Maar ook software kan aan vergroening
bijdragen: minder zware softwarepakketten besparen op energieverbruik. We kunnen
onze vervuiling compenseren: de zoekmachine Ecosia probeert de CO2-uitstoot van de
servers in haar datacenters te neutraliseren door per aantal zoekopdrachten een
boom te planten.
Goede voorbeelden van vergroening (en
andere tips die lager grondstoffenverbruik mogelijk maken) geeft Low
Tech Magazine, de website van
Kris de Decker in Barcelona. Kris stelt dat het laden van een webpagina
gemiddeld drie keer meer dataverkeer vraagt dan in 2010, dit komt door hogere
resoluties en verfraaiingen. Samen met websdesigner Marie Otsuka en kunstenaar
Roel Oskam Abbing heeft hij een website gemaakt die drie keer minder energie
vraagt dan de gemiddelde webpagina van 2018. Hij gebruikt al jarenlang dezelfde
computer en legt in een van zijn blogs (waarom ik geen nieuwe laptops meer koop) uit waarom hij dit doet. De website kan 1500
bezoekers per uur aan, werkt op zonne-energie, waardoor het gebeurt dat bij
veel raadplegingen en bij slecht weer de site dus off-line kan zijn. Hoe je zo
een website bouwt is op de site zelf te lezen; we gaan er nu niet verder op
in.
Green IT en de invloedsfeer van de informatieprofessional
Eerst moeten we eens kijken waar de
kosten van onze ICT-activiteiten zich bevinden. We hebben de hardware:
gebouwen, apparatuur en verbindingen. Dan is er de software met de
onderhoudslicenties. Er is het personeel dat alle systemen en databestanden
laat werken. Dan zijn er de databestanden zelf en deze groeien enorm de laatste
jaren. Als laatste zijn er energie- en watergebruik. Dit zijn grofweg enkele
categorieën waar we mee te maken hebben.
Waar hebben we invloed op als
informatieprofessional? Als eerste op de data- of gegevensbestanden. We zullen
de databestanden in ons selectiebeleid moeten betrekken. Wanneer we gaan kijken
naar de informatie die ICT beheert, zullen we zien dat alles bewaard wordt in
optimale staat tot een gebruiker aangeeft dat iets weg kan: een signaal dat
doorgaans niet wordt gegeven. We zullen eerst een beeld moeten krijgen van wat
er is voordat we kunnen beslissen wat we willen bewaren, in welke vorm en onder
welke condities. Diverse wetten geven richtlijnen over bewaartermijnen van
gegevens; die zullen we moeten respecteren en toepassen. We kunnen analyseren
hoe onze informatie wordt gebruikt. Welke zoekacties voeren onze klanten uit en
met welk succes, welke zoektijden zijn daarbij gerealiseerd?
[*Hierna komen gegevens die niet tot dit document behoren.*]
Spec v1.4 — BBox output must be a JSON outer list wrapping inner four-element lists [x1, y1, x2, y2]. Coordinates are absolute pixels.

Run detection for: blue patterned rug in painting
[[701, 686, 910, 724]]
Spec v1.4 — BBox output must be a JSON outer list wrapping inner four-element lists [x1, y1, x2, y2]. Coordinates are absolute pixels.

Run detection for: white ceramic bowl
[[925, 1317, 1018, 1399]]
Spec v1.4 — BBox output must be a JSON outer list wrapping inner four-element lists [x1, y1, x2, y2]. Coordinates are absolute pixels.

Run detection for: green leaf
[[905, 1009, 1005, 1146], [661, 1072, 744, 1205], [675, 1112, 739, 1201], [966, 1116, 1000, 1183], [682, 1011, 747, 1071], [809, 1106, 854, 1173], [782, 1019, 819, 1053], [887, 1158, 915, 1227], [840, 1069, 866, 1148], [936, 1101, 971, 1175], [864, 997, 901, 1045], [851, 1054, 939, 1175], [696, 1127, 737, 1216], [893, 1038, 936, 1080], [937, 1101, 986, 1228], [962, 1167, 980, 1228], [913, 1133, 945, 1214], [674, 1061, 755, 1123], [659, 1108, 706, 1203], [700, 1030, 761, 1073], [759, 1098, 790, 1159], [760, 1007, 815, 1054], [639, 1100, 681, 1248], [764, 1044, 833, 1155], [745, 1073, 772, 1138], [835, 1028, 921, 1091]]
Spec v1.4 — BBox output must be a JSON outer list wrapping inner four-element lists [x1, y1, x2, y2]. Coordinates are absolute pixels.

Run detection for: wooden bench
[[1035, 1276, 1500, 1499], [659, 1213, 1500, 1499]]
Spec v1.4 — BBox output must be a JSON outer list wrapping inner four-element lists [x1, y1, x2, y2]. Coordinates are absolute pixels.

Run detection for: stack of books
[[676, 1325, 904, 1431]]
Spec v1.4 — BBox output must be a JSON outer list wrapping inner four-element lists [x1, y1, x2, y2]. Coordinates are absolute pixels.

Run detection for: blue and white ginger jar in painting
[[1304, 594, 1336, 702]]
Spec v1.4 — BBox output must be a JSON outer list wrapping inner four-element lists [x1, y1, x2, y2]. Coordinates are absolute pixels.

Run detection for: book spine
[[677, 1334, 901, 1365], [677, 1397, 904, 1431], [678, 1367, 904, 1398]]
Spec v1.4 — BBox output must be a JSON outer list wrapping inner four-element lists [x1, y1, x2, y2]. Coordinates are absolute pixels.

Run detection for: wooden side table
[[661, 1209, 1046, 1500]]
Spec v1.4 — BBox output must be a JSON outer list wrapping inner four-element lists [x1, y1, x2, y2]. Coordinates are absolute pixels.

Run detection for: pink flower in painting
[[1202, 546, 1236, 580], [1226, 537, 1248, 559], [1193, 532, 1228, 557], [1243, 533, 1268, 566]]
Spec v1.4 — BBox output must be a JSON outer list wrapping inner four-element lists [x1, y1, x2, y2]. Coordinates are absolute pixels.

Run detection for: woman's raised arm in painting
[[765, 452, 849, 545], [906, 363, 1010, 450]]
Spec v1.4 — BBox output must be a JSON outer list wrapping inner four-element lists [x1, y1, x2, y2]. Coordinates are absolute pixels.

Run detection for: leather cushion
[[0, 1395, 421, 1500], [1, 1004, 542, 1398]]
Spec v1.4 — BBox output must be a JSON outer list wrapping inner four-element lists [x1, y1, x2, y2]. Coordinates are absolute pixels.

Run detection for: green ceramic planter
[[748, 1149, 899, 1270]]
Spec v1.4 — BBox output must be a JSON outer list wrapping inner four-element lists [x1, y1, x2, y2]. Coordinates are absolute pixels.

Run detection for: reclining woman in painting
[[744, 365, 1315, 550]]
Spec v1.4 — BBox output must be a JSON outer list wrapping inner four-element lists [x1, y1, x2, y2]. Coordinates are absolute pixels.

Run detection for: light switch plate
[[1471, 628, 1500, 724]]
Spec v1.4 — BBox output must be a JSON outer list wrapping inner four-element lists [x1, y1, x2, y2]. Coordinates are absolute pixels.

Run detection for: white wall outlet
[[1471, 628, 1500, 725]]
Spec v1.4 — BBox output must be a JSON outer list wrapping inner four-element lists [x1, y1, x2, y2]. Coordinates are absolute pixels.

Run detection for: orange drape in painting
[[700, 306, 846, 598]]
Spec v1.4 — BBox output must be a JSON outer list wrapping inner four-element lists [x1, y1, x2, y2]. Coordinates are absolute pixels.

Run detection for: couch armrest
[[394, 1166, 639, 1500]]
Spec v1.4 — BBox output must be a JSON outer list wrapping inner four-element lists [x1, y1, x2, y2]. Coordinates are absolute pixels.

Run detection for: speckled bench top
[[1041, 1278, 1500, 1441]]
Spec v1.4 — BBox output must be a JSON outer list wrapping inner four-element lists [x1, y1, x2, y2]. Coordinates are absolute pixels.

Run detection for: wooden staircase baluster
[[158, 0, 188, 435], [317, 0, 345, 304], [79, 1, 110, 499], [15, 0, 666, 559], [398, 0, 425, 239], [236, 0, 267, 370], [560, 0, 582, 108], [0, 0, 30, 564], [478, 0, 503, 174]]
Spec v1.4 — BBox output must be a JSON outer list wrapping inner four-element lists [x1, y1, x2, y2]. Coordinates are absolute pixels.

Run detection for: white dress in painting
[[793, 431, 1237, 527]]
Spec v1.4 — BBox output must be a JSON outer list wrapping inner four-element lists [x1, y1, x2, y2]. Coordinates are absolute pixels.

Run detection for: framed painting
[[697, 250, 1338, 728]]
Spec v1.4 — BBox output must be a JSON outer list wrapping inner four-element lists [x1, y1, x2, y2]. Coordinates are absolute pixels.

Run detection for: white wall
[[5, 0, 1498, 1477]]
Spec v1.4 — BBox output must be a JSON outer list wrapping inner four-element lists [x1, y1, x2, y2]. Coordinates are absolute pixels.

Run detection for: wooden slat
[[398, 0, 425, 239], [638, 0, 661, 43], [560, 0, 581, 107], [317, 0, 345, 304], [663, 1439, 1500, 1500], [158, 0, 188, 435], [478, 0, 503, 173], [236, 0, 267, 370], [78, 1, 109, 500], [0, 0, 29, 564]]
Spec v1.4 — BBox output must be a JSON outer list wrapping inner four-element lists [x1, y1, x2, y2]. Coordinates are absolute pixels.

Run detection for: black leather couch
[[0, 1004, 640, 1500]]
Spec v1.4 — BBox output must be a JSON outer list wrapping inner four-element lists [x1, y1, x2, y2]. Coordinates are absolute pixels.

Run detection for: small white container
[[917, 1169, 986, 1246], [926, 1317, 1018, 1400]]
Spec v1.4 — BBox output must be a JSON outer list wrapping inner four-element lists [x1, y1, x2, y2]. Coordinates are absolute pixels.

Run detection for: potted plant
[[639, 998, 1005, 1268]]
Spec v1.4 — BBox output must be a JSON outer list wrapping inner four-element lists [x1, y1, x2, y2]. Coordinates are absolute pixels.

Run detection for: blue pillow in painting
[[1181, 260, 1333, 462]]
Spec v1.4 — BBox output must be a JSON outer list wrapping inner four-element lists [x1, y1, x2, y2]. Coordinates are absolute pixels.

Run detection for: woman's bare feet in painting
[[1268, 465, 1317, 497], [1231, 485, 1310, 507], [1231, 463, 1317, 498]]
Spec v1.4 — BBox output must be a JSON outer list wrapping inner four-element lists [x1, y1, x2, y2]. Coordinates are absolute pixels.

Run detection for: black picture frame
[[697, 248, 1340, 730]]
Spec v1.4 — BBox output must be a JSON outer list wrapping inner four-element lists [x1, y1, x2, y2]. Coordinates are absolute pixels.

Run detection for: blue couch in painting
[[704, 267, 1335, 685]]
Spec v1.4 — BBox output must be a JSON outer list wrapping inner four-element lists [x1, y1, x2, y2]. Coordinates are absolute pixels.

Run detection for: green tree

Als we de informatiehuishouding in
beeld hebben maken we een groen recordsmanagementplan. Per collectie maken we
een afweging in welke vorm en onder welke voorwaarden we deze willen bewaren en
voor hoe lang. Niet alles hoeft digitaal
te zijn; er kunnen ook delen uit een bestand digitaal worden gemaakt, afhankelijk
van het verwachte gebruik. We kunnen er ook aan werken om collecties beter
doorzoekbaar te maken: dit brengt het surfgedrag terug met bijbehorende
zoektijden en kosten
Dit zul je moeten inventariseren. De
uitkomst van de inventarisatie zou zijn hoeveel dubbelen zich bevinden in de
dataverzamelingen, de ouderdom en de omvang van bestanden, met welke software
de bestanden zijn gemaakt, in welke formaten ze zijn opgeslagen en of de
bestanden nog de moeite waard zijn om te bewaren.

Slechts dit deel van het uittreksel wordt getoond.